Une équipe européenne menée par des chercheurs de l’Institut Fresnel (CNRS/Universités Aix-Marseille 1 et 3/Ecole centrale de Marseille) et de l’ESRF (European Synchrotron Radiation Facility) à Grenoble vient de mettre au point une nouvelle technique permettant de voir la structure nanométrique, jusque-là inaccessible, des matériaux cristallins (1). Grâce à un faisceau microscopique de rayons X, cette technologie révèle en 3D et en haute résolution des plages très étendues de l’échantillon analysé. De quoi révolutionner la recherche dans diverses disciplines où l’on étudie des structures cristallines complexes, comme les sciences du vivant ou la microélectronique. Cette méthode fait l’objet d’une publication dans la revue Nature Communications du mardi 29 novembre.
Jusqu’ici, il existait deux techniques pour analyser de près les matériaux cristallins contenant des imperfections, avec chacune leurs limites. D’un côté, la « diffraction des rayons X » classique (2), qui permet d’acquérir, en 2D et sans abîmer l’échantillon, des informations sur les défauts de régularité dans l’échantillon, mais avec une résolution limitée de l’ordre du micromètre (10-6 m). Et de l’autre côté, la microscopie électronique en transmission (MET) dotée d’une bien meilleure résolution (10-10 m), fournissant une « vraie » image du cristal, mais destructive.
La technique développée par Virginie Chamard, chercheur CNRS à l’institut Fresnel et ses collègues surmonte les limitations de ces deux méthodes en cumulant leurs avantages : elle produit des images 3D haute résolution – de quelques dizaines de nanomètres (10-9 m) -, sans détruire l’échantillon, et apporte autant d’informations que la diffraction classique des rayons X. De plus, elle permet d’analyser des régions très étendues, potentiellement infinies. Concrètement, cette nouvelle technique consiste à focaliser, sur l’échantillon à analyser, un faisceau de rayons X microscopique, produit par un synchrotron (3). Dans ces travaux, les chercheurs ont utilisé le synchrotron européen (ESRF) de Grenoble. Pendant que le faisceau balaie l’échantillon, un détecteur capte l’intensité des rayons X « diffractés » (déviés) par l’échantillon et permet, ainsi, d’acquérir une série de « clichés de diffraction ». Ceux-ci sont ensuite traités par un algorithme, qui produit une image 3D de l’ensemble de l’échantillon avec des détails plus petits que la largeur du faisceau.

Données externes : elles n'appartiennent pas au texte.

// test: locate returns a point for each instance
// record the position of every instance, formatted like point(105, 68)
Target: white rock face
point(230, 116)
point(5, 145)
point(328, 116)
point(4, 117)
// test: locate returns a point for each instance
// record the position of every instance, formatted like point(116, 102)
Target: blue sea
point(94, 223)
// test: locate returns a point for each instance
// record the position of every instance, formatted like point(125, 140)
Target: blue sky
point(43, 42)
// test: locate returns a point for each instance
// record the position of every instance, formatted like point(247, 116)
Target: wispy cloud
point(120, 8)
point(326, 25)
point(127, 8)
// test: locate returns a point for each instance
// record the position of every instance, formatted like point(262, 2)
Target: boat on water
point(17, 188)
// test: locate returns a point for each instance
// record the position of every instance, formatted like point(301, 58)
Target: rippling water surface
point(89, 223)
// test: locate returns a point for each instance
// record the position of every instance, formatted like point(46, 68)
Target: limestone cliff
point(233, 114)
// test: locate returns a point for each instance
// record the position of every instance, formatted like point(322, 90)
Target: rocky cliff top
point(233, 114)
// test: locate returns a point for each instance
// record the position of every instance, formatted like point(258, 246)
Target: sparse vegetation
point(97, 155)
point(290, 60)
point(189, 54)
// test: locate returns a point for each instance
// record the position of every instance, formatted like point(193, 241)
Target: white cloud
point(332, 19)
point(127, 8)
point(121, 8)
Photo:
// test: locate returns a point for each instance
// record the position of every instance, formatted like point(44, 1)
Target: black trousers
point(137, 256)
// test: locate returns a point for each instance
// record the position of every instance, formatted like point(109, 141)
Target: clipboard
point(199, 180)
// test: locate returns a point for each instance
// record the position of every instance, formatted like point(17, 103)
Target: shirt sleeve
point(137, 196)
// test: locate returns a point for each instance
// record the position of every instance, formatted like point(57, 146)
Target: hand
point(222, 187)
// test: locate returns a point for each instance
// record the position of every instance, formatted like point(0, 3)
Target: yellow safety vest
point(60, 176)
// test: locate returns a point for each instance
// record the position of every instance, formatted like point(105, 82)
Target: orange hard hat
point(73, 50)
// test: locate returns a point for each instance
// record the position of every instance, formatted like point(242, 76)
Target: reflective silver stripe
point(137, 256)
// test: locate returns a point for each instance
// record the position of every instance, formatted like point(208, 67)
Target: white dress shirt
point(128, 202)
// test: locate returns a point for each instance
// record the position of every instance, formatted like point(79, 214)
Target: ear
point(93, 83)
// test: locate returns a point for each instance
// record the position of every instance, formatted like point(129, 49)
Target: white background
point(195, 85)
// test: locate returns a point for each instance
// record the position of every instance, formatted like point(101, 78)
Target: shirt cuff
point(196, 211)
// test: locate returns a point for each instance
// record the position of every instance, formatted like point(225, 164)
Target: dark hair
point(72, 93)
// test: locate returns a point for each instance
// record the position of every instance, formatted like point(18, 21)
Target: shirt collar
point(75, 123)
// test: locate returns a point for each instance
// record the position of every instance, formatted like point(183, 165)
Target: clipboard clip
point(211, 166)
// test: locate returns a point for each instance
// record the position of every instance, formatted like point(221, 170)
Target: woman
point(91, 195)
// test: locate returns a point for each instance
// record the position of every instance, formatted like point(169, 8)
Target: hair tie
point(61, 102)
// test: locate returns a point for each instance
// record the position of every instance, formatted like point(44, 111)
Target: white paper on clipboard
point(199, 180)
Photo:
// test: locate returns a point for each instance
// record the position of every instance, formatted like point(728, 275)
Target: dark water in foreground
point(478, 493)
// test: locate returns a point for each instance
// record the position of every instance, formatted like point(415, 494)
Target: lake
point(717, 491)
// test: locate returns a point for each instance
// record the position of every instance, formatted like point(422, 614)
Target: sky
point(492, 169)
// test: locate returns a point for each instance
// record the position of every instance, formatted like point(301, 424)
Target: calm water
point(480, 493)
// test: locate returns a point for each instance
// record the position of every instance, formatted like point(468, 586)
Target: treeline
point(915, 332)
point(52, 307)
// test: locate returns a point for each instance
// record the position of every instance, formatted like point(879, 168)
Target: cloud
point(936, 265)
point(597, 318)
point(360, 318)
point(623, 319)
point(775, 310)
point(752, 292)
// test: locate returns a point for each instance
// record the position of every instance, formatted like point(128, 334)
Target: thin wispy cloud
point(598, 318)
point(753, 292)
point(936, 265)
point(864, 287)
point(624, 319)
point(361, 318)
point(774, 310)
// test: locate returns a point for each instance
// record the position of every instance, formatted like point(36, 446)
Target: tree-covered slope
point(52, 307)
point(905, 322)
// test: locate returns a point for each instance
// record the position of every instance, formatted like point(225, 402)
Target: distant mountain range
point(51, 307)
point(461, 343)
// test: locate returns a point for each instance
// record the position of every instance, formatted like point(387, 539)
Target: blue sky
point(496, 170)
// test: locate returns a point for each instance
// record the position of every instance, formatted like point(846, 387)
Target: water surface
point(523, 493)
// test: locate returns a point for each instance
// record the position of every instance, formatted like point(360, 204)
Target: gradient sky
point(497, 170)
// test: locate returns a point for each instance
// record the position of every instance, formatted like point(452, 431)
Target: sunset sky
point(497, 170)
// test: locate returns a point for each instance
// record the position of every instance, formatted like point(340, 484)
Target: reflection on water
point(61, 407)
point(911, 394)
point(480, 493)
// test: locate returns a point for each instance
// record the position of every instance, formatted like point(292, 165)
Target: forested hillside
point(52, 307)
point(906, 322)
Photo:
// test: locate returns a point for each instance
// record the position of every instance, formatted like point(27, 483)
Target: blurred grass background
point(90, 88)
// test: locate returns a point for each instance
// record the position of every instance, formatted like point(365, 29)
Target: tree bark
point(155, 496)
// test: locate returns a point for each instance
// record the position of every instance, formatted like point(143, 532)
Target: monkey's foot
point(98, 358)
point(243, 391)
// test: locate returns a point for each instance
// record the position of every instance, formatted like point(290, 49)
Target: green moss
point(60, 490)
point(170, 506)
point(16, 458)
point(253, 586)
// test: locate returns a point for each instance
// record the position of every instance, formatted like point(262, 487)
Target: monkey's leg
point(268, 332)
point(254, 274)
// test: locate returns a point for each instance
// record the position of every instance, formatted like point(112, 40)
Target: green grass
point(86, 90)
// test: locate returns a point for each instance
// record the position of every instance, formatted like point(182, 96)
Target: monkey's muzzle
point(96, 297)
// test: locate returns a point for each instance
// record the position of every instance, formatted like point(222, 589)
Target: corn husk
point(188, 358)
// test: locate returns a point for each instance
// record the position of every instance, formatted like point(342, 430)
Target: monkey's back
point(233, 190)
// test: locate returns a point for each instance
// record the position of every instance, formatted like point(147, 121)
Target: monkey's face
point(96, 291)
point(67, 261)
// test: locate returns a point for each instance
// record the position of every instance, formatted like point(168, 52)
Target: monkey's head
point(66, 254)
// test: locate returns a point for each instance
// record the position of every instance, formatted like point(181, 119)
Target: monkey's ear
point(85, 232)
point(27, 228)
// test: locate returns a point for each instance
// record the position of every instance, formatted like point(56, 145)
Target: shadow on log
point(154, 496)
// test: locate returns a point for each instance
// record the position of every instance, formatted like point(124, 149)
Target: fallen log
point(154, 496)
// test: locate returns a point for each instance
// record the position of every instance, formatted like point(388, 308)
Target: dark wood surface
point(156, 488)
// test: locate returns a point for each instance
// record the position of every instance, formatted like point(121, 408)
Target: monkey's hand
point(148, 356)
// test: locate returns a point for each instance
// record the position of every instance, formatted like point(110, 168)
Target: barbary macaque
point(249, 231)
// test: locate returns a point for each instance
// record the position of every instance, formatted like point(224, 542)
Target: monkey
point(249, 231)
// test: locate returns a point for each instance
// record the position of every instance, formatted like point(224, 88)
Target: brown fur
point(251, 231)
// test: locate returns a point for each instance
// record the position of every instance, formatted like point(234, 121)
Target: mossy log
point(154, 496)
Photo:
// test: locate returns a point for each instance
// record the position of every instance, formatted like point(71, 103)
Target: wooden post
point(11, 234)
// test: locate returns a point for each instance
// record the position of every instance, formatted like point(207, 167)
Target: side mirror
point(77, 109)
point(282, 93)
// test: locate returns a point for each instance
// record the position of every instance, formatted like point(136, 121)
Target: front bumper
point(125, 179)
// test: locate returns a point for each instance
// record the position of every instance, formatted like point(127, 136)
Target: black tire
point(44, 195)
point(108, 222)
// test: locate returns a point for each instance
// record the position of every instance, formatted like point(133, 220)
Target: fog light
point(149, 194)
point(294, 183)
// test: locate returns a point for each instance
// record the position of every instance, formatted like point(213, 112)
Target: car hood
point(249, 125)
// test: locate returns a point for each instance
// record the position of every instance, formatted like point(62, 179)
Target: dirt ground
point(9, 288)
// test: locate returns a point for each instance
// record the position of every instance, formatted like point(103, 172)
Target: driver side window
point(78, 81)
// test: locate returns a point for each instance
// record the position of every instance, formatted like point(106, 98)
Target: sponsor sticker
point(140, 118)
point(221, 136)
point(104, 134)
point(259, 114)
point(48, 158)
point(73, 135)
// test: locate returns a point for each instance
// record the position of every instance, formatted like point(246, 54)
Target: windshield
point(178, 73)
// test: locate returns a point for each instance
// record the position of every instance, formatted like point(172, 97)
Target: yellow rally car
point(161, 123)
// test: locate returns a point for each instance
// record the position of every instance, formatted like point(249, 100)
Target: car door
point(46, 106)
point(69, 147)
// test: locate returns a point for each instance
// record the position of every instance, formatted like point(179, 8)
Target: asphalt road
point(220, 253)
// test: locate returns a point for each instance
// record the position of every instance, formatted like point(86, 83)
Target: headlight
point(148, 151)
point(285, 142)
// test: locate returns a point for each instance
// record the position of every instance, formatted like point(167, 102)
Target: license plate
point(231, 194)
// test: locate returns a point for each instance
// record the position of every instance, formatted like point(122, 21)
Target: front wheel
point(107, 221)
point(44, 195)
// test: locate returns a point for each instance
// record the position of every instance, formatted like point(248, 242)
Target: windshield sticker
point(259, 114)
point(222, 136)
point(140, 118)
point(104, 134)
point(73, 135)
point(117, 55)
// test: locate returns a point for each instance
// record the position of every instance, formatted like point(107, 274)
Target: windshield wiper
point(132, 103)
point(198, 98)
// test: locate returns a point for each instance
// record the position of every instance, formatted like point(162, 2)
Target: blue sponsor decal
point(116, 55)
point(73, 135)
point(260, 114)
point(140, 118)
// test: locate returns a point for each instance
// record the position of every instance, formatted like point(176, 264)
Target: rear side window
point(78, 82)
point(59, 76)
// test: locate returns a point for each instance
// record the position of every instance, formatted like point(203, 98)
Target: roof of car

Les bases de cette technique dite « ptychographie » ont été imaginées en 1969 par le physicien allemand Walter Hoppe. Celui-ci y songea dans un autre but : améliorer la résolution du microscope électronique. Virginie Chamard et son équipe ont dû les adapter à l’imagerie des cristaux. Un travail qui a nécessité trois ans.
Mettre au point un tel procédé était crucial pour relever plusieurs grands défis tant scientifiques que technologiques comme par exemple comprendre la croissance des coquillages, contrôler les propriétés optiques des semi-conducteurs ou améliorer les performances électriques des métaux (les coquillages, les semi-conducteurs et les métaux étant des matériaux cristallins complexes).
(1) Matériaux formés d’un arrangement d’atomes ou de molécules répétitif dans les trois directions de l’espace.
(2) Technique qui mesure l’intensité d’un faisceau de rayons X dévié par l’échantillon.
(3) Source de rayons X extrêmement brillants, produit par des électrons circulant dans un accélérateur à haute énergie.